The Red Love Julius Cäsar, genannt Joli


22.03.2020 Richard Didicher:

„B“ und Joy

Ich werde sie immer sehen in ihrem weiten weißen Kleid, schön wie eine Göttin, mit Joy an der Leine; eine kranke, aber fröhliche Frau.

Sie war anders als alle Menschen, denen ich vorher begegnet bin. Manchmal etwas fremd , wie aus einer anderen Welt.

Joy war eine Setterhündin, auch anders als ihr „Haudegengeschlecht“. Die Ecken und Kanten ihres Bruders Fire und die Gerissenheit ihrer Mutter Stella waren ihr fremd. Sie war stolz und unnahbar und sie gab jedem zu verstehen, dass sie nur für diese Frau da war.

Wir haben mit „B“ viele gemeinsame Stunden verbracht, an ihrer Küchentheke aus Marmor mit wundervollen Speisen und herrlichen Weinen.

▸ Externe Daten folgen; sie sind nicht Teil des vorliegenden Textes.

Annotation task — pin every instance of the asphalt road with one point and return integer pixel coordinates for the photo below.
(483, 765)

Eines Tages kam sie mit einem großen Fisch in der Kühltasche, der für sechs Personen gereicht hätte. Ich bedauere noch immer, dass ich sie meine Verzweiflung spüren ließ, da ich nicht wusste, wie ich diesen „Riesenfisch“ zubereiten sollte.

Sie lebte wie eine Rose, die ihre ganze Kraft für einen Tag in einer großen duftenden Blüte offenbarte. So viel stille Größe, so viel Freundlichkeit in einem Menschen.

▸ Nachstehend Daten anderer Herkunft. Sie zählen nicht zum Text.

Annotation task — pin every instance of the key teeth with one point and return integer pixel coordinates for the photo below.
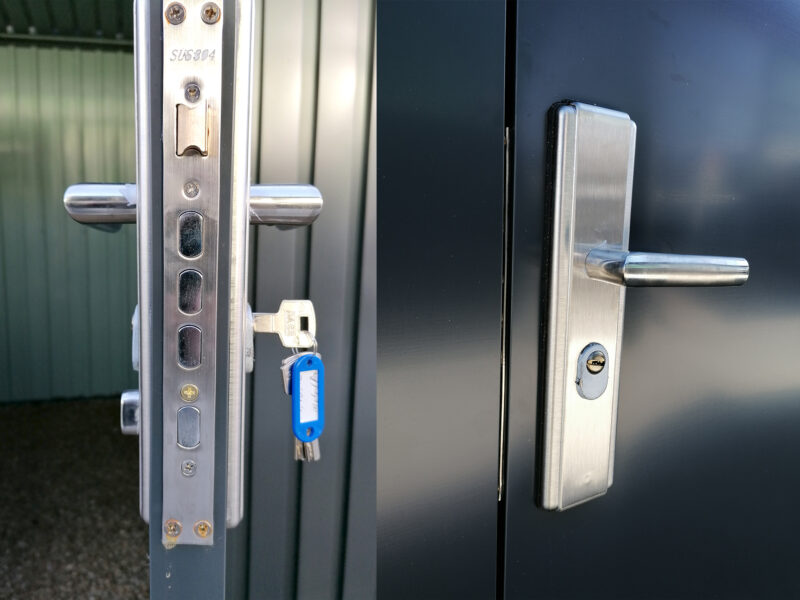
(306, 451)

Sie besuchte uns in Frankreich und wir genossen die Zeit, so als würde es kein Ende geben und so als hätte diese furchtbare Krankheit ihre zerstörende Kraft verloren.

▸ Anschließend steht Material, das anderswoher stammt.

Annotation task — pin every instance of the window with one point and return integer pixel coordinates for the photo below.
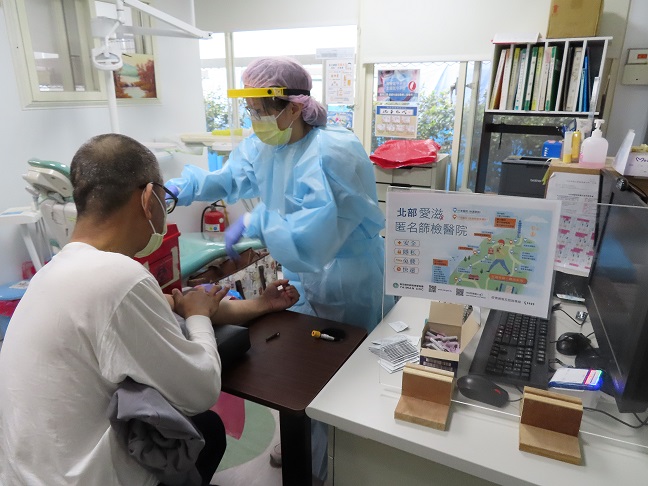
(301, 44)
(53, 43)
(441, 116)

Ein Klappfahrrad und einen Gartensessel ließ sie zurück für das nächste Mal, wie sie sagte.

Sie verwöhnte ihre Joy und teilte ihr Leben mit ihr. Aber sie wusste auch, dass die Zeit kommen wird und ihre Kräfte nachlassen werden. Und sie sorgte vor. Joy verbrachte noch einige Jahre bei einer Freundin, bis sie dann „B“ folgte.

Wenn ich heute durch Heidelberg fahre, sehe ich sie noch immer in ihrem weißen Kleid mit Joy an der Leine auf der Neckarwiese den Schwänen zusehen und ich muss an Kleist denken mit seiner Schwanenmetapher. Der Schwan, der untertaucht und rein aus den Fluten wiederkehrt.